FEV1 is commonly used as a diagnostic tool for respiratory disorders. It is simple to interpret and has adequate SNR to assist the diagnosis of conditions such as asthma or COPD. Using graphical analysis, it has been shown that the low SNR of FEV1 as a marker of the bronchodilatory response becomes problematic when assessing dose response relationships

In the assessment of bronchodilator efficacy, the problem of the low SNR is compounded by the poor precision of the traditional approaches to dose ranging trials advocated by some regulatory authorities. While these trials are adequate for detecting a dose response, they lack the precision to adequately differentiate active doses. Simply increasing the trial size to compensate for the poor precision is not a viable option given the number of patients that would be required to cover all doses necessary to characterize a dose response relationship.

In the case of indacaterol, it was shown that there was considerable variability among the indacaterol doses and positive controls on the respective trial days and the confidence intervals of all doses tested by the traditional approaches overlapped. It is concluded that the traditional approach cannot distinguish active doses from one another in any statistically meaningful manner. Given the large between- and within-trial variability, it is difficult to conclude the dose selection decisions based on such methodology alone can be robust.
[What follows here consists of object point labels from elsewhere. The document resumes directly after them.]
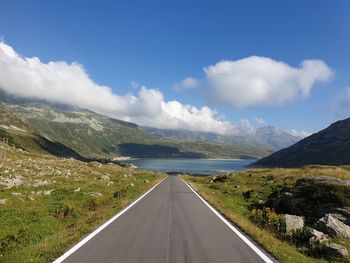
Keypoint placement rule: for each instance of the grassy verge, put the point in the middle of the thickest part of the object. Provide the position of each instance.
(235, 196)
(48, 204)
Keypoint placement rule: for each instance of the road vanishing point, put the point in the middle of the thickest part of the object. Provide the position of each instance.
(169, 224)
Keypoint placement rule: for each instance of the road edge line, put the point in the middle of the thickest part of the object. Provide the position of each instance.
(261, 254)
(100, 228)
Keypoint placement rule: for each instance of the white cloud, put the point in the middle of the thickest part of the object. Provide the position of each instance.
(135, 85)
(258, 81)
(59, 81)
(247, 126)
(260, 121)
(301, 134)
(344, 97)
(187, 83)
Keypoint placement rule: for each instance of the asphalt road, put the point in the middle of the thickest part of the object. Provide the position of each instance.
(170, 224)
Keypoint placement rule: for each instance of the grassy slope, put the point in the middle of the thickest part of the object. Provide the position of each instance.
(90, 141)
(228, 198)
(37, 227)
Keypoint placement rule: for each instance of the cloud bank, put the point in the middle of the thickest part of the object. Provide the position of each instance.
(185, 84)
(301, 134)
(261, 81)
(59, 81)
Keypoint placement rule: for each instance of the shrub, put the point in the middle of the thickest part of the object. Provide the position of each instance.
(119, 194)
(266, 217)
(13, 241)
(301, 236)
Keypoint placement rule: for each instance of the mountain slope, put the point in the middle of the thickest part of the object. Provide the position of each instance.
(330, 146)
(93, 135)
(267, 137)
(274, 137)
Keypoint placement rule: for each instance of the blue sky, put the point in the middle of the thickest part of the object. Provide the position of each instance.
(160, 43)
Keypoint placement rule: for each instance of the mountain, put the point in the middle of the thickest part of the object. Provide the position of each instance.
(330, 146)
(275, 138)
(92, 135)
(267, 137)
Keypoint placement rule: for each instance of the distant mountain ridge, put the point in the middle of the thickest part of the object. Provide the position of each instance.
(94, 135)
(330, 146)
(263, 137)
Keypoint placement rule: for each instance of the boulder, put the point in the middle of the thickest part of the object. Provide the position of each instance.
(317, 236)
(293, 223)
(105, 177)
(342, 214)
(287, 202)
(48, 192)
(333, 227)
(95, 194)
(335, 250)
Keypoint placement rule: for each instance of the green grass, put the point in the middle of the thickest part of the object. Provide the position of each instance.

A model-based approach that provides an explicit estimation of the dose response was presented to support dose selection. This approach used the totality of the data from all major trials to estimate the dose response relationship while accounting for the within- and between-trial variability. Pooling information across the program in this manner allowed precise estimation of the population dose response and provided a robust basis to support dose selection.

The study design and analysis methods used to support dose selection must be tailored to account for the properties of the underlying data. Placing the dose selection process of bronchodilators in the context of an explicit estimation of dose response greatly increases the chances of robustly and efficiently identifying the optimal dose.